The joy of being clean is gone. My bergamot-scented steam only serves as a reminder of the battle to come.

12:00:00

Twelve hours after my shower I can almost forget I’ll have to take another one. I feel human, finally. If I’ve slept and woken up, I feel I’ve been blessed by an angel who declared “You pass as normal.” If I’ve worked all day, my body is excited to sleep, I crumple my clean body into the sheets.

24:00:00

I won’t lie and say I’ve worked up a huge sweat. I’ve probably walked the dog a few times. When I see other people I think “Ah yes, I am one of you,” even if their hair is styled smartly where mine is beginning to go limp.

48:00:00

My less-depressed routine includes a shower every other day. But the catabasis begins with a single downward step. Perhaps I’m running errands until late, perhaps I’m impressed with the way my hair dances on my shoulders.

I’ve got time, I think. I’ll do it tomorrow.

72:00:00

I do not do it tomorrow, which is today, which is the day I should get back on track. I can still course correct! My hair is only a little shiny!

Hmm, isn’t shiny good? Why would I shower, dry my hair, and then add something to make it glisten? Ignoring the blade of time swinging above me, I put on extra deodorant and go about life.

96:00:00

Four days after my last shower, the system is breaking down. The clock has amplified, every tick is a shriek. I can’t think over the noise but I can’t make my feet walk to the shower. I spritz Febreeze and jaunt through the mist like a model, hoping for an osmosis of cleanness.

According to my every-other-day routine, I should be on my second shower by now. A more successful version of me has lapped myself. I decide I don’t like the version that can take two showers in four days. She’s probably a jerk.

96:01:00

At this point, every hour counts. My shiny hair looks wet. I can smell body odor without sniffing my armpits. I feel like Pig Pen from Peanuts, a haze of dirt forming a shield around me.

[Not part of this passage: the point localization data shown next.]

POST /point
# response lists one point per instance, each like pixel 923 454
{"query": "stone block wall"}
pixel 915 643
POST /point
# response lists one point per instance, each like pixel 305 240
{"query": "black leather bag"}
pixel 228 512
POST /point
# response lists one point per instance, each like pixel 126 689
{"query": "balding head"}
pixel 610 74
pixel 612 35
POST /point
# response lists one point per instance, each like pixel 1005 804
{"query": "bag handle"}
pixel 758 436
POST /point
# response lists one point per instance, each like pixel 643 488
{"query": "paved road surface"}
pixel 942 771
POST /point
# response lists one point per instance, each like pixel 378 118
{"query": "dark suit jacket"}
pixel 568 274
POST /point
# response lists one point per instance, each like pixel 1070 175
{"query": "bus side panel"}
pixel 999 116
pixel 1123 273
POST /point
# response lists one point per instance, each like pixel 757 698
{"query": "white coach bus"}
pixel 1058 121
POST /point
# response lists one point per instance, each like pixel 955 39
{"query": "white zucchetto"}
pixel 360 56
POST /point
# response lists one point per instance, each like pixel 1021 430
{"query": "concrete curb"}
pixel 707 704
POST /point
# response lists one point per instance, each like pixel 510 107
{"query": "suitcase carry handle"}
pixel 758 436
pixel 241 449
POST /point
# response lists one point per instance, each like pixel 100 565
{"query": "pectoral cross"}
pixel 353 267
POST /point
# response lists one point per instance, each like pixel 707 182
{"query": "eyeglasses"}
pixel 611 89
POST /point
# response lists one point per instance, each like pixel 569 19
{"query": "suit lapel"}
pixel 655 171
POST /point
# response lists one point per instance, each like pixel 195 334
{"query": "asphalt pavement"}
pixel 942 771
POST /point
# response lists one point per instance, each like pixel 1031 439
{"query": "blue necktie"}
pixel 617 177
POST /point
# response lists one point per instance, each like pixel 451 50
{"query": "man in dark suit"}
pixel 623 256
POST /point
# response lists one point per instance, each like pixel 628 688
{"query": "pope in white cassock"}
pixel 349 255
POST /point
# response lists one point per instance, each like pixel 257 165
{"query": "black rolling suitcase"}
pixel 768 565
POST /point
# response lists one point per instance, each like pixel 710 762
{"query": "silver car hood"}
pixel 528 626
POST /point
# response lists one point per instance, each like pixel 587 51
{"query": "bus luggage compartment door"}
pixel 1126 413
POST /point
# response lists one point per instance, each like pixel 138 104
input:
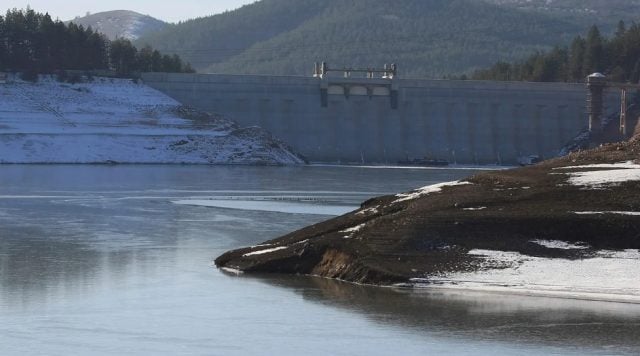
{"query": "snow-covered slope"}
pixel 121 23
pixel 117 120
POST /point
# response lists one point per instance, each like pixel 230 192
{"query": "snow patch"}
pixel 352 230
pixel 607 174
pixel 633 213
pixel 262 252
pixel 269 206
pixel 608 276
pixel 119 121
pixel 420 192
pixel 561 244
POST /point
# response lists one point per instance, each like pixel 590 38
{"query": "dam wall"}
pixel 361 120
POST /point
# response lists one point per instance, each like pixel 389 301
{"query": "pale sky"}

I remember every conversation I’ve had about showering. “It’s not a big deal, I just wake up and hop in,” a coworker used to say. “I don’t get people who say it’s difficult. It’s so easy,” exclaimed my friend. But it isn’t easy.

96:02:00

My block around showering affects my clothes, and more importantly, my sheets. If I go to sleep now, I’ll be transferring grime to my pillowcase. It will darken where my head lies, absorbing plentiful oils. It will make my next clean sleep dangerous–as soon as I put my clean head down, it will soil quickly, hastening the vicious cycle.

96:10:00

I went to sleep anyway. I wake up feeling my face somehow oily and dry. Scrunching my nose finds gentle resistance as if the coating of failure hardened while I slept. Everyone will know if I leave the house.

96:10:15

Grabbing another clean shirt, I reason I can go a bit longer. But my ripe aroma reaches me before the shirt, and I falter. My clean shirt doesn’t deserve this fate; to be bedraggled so early in the day, ruined when its work has just begun.

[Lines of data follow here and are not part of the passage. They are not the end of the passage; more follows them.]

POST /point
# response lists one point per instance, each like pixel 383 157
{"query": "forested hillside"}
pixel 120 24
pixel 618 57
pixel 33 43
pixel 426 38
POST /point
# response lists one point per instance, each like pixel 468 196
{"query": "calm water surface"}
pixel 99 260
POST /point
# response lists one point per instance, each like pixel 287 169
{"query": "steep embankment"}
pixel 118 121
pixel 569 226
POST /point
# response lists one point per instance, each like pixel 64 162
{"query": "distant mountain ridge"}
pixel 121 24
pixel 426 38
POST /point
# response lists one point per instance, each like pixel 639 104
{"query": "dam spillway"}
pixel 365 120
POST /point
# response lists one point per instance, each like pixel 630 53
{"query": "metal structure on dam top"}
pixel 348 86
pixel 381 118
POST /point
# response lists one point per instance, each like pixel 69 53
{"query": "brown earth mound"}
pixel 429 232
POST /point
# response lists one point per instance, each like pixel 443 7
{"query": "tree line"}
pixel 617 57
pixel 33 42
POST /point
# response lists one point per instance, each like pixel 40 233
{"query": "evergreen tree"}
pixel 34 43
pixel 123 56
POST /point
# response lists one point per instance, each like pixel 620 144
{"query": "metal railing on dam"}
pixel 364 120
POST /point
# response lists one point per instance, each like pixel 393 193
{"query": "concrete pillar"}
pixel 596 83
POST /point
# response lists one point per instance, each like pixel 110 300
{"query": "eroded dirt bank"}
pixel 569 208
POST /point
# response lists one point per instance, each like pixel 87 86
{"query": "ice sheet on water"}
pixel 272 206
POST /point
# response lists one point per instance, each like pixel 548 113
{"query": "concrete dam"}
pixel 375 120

I throw the shirt down in protest. Part of why I don’t want to shower is I know this will repeat, and keep repeating. It’s the impermanence that grates on me. This is a system I will never beat.

96:10:20

I turn the water on. I strip down, defeated. This isn’t even the longest I’ve gone, and I regret feeling how long I can hold out is some source of hollow pride.

Photo by Ginger Hendee on Unsplash

Under the spray, it’s not so bad. The warm water doesn’t mind that I went too long again. The soap bubbles happily whether I lather up once or twice. The shampoo foam slides down my body into the drain with a wave. All is good. I haven’t screwed up. I’m allowed to struggle, I’m allowed to fail. In the shower, I’m allowed to exist. I breathe in deeply. I’ve cleaned more than my body, my aura is softer, brighter.

00:00:01

I step out of the shower and hear the first tick of the clock.